If you have not completed your spreadsheet as yet, please use the new one attached here.  If you've already completed the old spreadsheet, you can either redo it using the new one, or simply write in the stylus options you want at the bottom and I'll figure the totals for you.

Please complete and return your spreadsheet ASAP.  If you're having trouble PM me, and I'll get back to you as quickly as I can.  Thanks.


----------



## Timbo (May 15, 2012)

*Update - 5/15/2012 11:06PM*

I made an error in the spreadsheet.  It was not adding the pen blanks to he total.  It's corrected in the attached version here.  Sorry for the inconvenience.


----------



## Timbo (May 16, 2012)

*Update - 5/16/2012  11:00am*

We have exceeded the number of circuit board blanks required to get the maximum discount.  Each blank will cost $9.


----------



## Timbo (May 16, 2012)

*Shipping Insurance...*

Most people have sent me their spreadsheet, but I noticed that only one person has selected the shipping insurance option so far.  That's a different pattern than I saw with past buys, so I wanted to remind you that the option is listed on the spreadsheet just in case you did not see it.

If you did not select the shipping insurance option, and decide that you do want it, just send me an email and I'll make the adjustment.  Thanks.

Tim


----------



## Timbo (May 17, 2012)

*Update - 5/17/2012  12:45am*

Everyone should have received their order list and totals.  If there is a problem with your list, please let me know right away, otherwise send you PayPal payment as soon as possible.  Thank you.
Tim


----------



## Timbo (May 18, 2012)

*Update - 5/18/2012  9:26pm*

Just returned home to find that the last PayPal payment has been processed.  I plan to place the order tomorrow, but it will be no later than Sunday.  So far this buy has been going very smoothly.  Thank you all for your prompt replies.

Tim


----------



## Timbo (May 19, 2012)

*Update - 5/19/2012*

The order was placed today.  It will likely ship on Monday.  Have a good weekend all.

Tim


----------



## Steve Busey (May 19, 2012)

Timbo said:


> The order was placed today.  It will likely ship on Monday.  Have a good weekend all.
> 
> Tim



Thanks for putting this buy together, Tim!


----------



## Timbo (May 20, 2012)

*Update - 5/20/2012*

I thought I'd let you all know that Ernie McFarlane (owner of Bear Tooth Woods) saved me a lot of time, and some of you a good amount of coin.  When I wrote in a previous post that everything was going smoothly I should have knocked on wood.  Turns out the discount applied to the Circuit Board Blanks are on a per color basis.  You need to buy 31 green, or 31 black, etc..., in order the get the $9 price pen blank for those particular color.  We purchased over 50 blanks, but non of the colors exceeded 31 units.  Our cost should have been either $12 or $10 per blank.  I decided to contact Ernie, before bringing this to you guys attention, to see if he was willing to give us the Mix & Match pricing based on the number of blanks we were buying, ignoring the color.  He did!  He actually modified his website temporarily so that I could process the order.  He saved me a lot of work contacting you guys, changing spreadsheets, and reprocessing PayPal payments.
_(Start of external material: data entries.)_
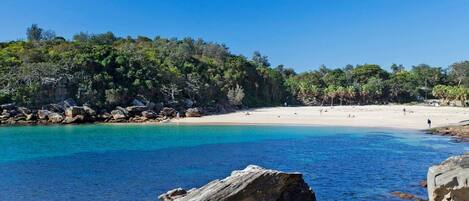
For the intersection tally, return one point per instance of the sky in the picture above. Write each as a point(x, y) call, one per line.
point(301, 34)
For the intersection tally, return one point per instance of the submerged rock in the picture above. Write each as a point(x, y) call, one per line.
point(55, 117)
point(251, 184)
point(149, 114)
point(168, 112)
point(118, 115)
point(74, 111)
point(43, 114)
point(193, 112)
point(449, 181)
point(74, 120)
point(136, 110)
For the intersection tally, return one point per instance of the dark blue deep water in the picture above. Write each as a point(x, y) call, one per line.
point(139, 162)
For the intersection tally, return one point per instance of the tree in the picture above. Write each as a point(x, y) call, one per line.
point(342, 93)
point(34, 33)
point(459, 73)
point(236, 95)
point(331, 92)
point(362, 73)
point(260, 60)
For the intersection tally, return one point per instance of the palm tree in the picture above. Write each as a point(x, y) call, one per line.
point(350, 93)
point(341, 92)
point(331, 92)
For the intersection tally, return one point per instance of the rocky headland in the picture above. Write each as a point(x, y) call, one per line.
point(458, 131)
point(252, 183)
point(449, 181)
point(68, 112)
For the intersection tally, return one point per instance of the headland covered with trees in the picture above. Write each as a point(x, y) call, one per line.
point(103, 71)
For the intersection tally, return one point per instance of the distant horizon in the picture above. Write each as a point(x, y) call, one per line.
point(303, 35)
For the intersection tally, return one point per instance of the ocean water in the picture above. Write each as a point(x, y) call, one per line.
point(139, 162)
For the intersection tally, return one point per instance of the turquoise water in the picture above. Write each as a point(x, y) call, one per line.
point(139, 162)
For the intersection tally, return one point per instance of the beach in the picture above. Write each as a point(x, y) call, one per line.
point(386, 116)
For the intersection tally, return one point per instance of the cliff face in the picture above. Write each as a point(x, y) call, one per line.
point(460, 132)
point(449, 181)
point(251, 184)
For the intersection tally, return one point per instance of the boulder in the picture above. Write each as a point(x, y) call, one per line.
point(449, 180)
point(74, 111)
point(149, 114)
point(24, 110)
point(118, 115)
point(188, 103)
point(55, 117)
point(252, 183)
point(8, 106)
point(136, 110)
point(54, 108)
point(89, 111)
point(137, 102)
point(73, 120)
point(68, 103)
point(43, 114)
point(193, 112)
point(31, 117)
point(168, 112)
point(124, 110)
point(406, 196)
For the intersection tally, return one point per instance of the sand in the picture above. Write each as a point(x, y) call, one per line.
point(387, 116)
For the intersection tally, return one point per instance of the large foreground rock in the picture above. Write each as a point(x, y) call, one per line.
point(251, 184)
point(449, 181)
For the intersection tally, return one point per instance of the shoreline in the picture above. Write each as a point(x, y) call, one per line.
point(369, 116)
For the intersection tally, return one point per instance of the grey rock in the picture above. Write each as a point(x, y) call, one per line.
point(137, 102)
point(251, 184)
point(55, 117)
point(73, 120)
point(43, 114)
point(449, 181)
point(136, 110)
point(168, 112)
point(149, 114)
point(68, 103)
point(8, 106)
point(124, 110)
point(193, 112)
point(54, 108)
point(188, 103)
point(89, 111)
point(118, 115)
point(74, 111)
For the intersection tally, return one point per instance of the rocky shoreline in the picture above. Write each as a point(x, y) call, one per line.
point(68, 112)
point(459, 131)
point(252, 183)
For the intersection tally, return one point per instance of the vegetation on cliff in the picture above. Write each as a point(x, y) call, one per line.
point(105, 71)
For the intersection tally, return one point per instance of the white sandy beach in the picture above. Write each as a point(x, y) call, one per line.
point(389, 116)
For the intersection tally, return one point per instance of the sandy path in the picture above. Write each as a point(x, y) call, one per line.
point(391, 116)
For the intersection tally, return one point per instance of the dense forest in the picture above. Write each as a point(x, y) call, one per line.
point(105, 71)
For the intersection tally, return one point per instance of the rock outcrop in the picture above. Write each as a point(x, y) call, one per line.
point(251, 184)
point(449, 181)
point(459, 131)
point(168, 112)
point(193, 112)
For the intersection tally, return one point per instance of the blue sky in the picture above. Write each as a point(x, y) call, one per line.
point(296, 33)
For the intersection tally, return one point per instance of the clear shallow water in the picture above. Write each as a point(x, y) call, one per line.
point(139, 162)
What a great guy.  

I don't know how this got by me, or got by the ten of you, but I'm sure glad Ernie saved the day.  Outside of the group buys that I run with Bear Tooth Woods, you guys might want to consider throwing your next order for non-circuit board components Ernie's way to show your appreciation. 

Tim

PS: Ernie confirmed the order will ship Monday.  Also, if I can fit your order in a small flat rate box, I will issue you a $6 refund for the difference in shipping cost.


----------



## mtassie (May 20, 2012)

Thanks Tim and Ernie!!!1 Great Job!!


----------



## Steve Busey (May 20, 2012)

Awesome - thanks for pursuing that call, Tim. Thanks for responding Ernie, where ever you are!


----------



## Timbo (May 24, 2012)

*Update - 5/24/2012  3:40pm*

Everyone's package was mailed this morning.  I was able to use either a small flatrate box, or te slightly bigger "video" Priority box for all shipments.  I will be issuing refunds for shipping over the next week.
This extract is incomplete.